Both the federal gasoline tax and the authority for the Department of Transportation to spend the money aiding states and localities expire at the end of fiscal 2011. "Failure puts nearly everything we do at risk," said Kentucky Transportation Secretary Mike Hancock.

Hancock, Martinovitch, and officials from other states were meeting in Louisville and held a press conference to publicize how worried they are becoming.

"I cannot put out projects [for bid] not knowing if I'll have federal funding," Martinovitch said. "Projects currently under construction will need to be shut down."

Hancock said he was hoping there would be no ripple effect in the municipal bond market. He has no issuance coming up and therefore hasn't had to hold back. If there were a pending issue, Kentucky would be working with its bond advisors, Hancock said, adding, "My guess is we'd decide to wait" until there is some action from Congress.

Nevada has issued about $100 million of debt in recent years for road projects. Martinovitch said if she didn't get the federal money, "I won't get anything done but make bond payments and struggle to find money for that."

There are 11 legislative days before the transportation programs expire. In that time, the House and Senate must agree to continue the 18.4 cents per gallon gasoline tax to keep money in the Highway Trust Fund. They also must agree to the 21st extension of the Safe, Accountable, Flexible and Efficient Transportation Equity Act: A Legacy for Users, or SAFETEA-LU, which expired in 2009.

It will have to be an extension because there is no possibility of reconciling longer-term proposals now on the table. Senate Democrats are backing the two-year, $109 billion bill outlined by Senate Environment and Public Works committee chair Barbara Boxer, D-Calif.
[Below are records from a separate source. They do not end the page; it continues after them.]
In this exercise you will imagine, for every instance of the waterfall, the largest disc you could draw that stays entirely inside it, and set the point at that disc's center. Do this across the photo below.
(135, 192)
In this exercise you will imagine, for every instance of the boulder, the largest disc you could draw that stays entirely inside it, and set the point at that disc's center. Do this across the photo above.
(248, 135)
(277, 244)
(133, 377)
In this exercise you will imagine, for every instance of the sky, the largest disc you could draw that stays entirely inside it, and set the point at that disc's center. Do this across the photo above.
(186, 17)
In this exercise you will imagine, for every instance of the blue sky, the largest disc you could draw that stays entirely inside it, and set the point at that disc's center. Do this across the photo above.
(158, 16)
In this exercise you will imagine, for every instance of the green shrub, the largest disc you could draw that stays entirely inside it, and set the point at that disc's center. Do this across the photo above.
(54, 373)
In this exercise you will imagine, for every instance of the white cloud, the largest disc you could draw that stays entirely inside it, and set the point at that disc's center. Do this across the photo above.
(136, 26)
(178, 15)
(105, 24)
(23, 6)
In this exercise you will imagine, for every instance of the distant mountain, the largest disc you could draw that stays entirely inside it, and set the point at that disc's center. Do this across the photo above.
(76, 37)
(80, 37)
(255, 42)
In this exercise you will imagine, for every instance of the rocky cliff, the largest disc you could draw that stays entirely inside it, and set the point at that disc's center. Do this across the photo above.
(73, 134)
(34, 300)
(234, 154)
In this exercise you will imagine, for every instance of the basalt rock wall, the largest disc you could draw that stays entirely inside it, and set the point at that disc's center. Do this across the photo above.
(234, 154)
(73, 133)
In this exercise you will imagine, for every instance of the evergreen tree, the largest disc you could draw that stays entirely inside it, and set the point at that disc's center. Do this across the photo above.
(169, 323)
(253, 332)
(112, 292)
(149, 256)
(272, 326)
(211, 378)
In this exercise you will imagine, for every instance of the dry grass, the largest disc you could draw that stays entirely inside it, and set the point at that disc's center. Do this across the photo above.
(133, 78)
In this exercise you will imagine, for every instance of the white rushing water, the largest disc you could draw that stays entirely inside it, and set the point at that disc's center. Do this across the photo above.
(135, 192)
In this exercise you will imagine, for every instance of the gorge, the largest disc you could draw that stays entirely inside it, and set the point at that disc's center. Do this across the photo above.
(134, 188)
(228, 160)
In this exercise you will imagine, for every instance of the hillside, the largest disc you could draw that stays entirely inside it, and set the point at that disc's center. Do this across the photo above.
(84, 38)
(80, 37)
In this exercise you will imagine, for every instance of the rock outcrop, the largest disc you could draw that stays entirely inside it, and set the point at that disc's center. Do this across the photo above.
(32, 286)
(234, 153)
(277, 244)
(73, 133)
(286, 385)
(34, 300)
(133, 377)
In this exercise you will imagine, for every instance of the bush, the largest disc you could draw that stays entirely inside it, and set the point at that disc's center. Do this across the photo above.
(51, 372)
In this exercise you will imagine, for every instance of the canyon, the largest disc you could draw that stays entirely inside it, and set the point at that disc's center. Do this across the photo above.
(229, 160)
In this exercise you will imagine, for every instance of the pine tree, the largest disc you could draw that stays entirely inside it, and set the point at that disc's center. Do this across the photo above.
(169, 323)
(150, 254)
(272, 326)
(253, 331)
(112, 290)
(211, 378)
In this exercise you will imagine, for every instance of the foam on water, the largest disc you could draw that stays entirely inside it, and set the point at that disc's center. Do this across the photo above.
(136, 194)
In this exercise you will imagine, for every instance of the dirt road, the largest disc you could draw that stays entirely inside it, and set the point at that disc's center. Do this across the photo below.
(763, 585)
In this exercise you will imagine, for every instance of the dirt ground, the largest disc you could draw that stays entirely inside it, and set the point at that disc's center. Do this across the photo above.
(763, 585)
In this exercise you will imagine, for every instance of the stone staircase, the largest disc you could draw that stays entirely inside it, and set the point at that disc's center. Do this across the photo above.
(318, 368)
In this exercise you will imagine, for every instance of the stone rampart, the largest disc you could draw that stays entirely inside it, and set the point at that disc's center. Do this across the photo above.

House Republicans are supporting a six-year, $230 billion bill.

Boxer plans to move on an extension in early September that would take four months to complete and thus escape the so-called super-committee's deficit-reduction plans, which are due by Nov. 23.

AASHTO executive director John Horsley said "we have not heard from" House Transportation Committee chairman John Mica.

Hancock said he has been confident Congress would pass the gas tax and extension without a fuss. Now, after the stalemate over policy provisions that shut down the Federal Aviation Administration, "I look back and my confidence is shaken," he said.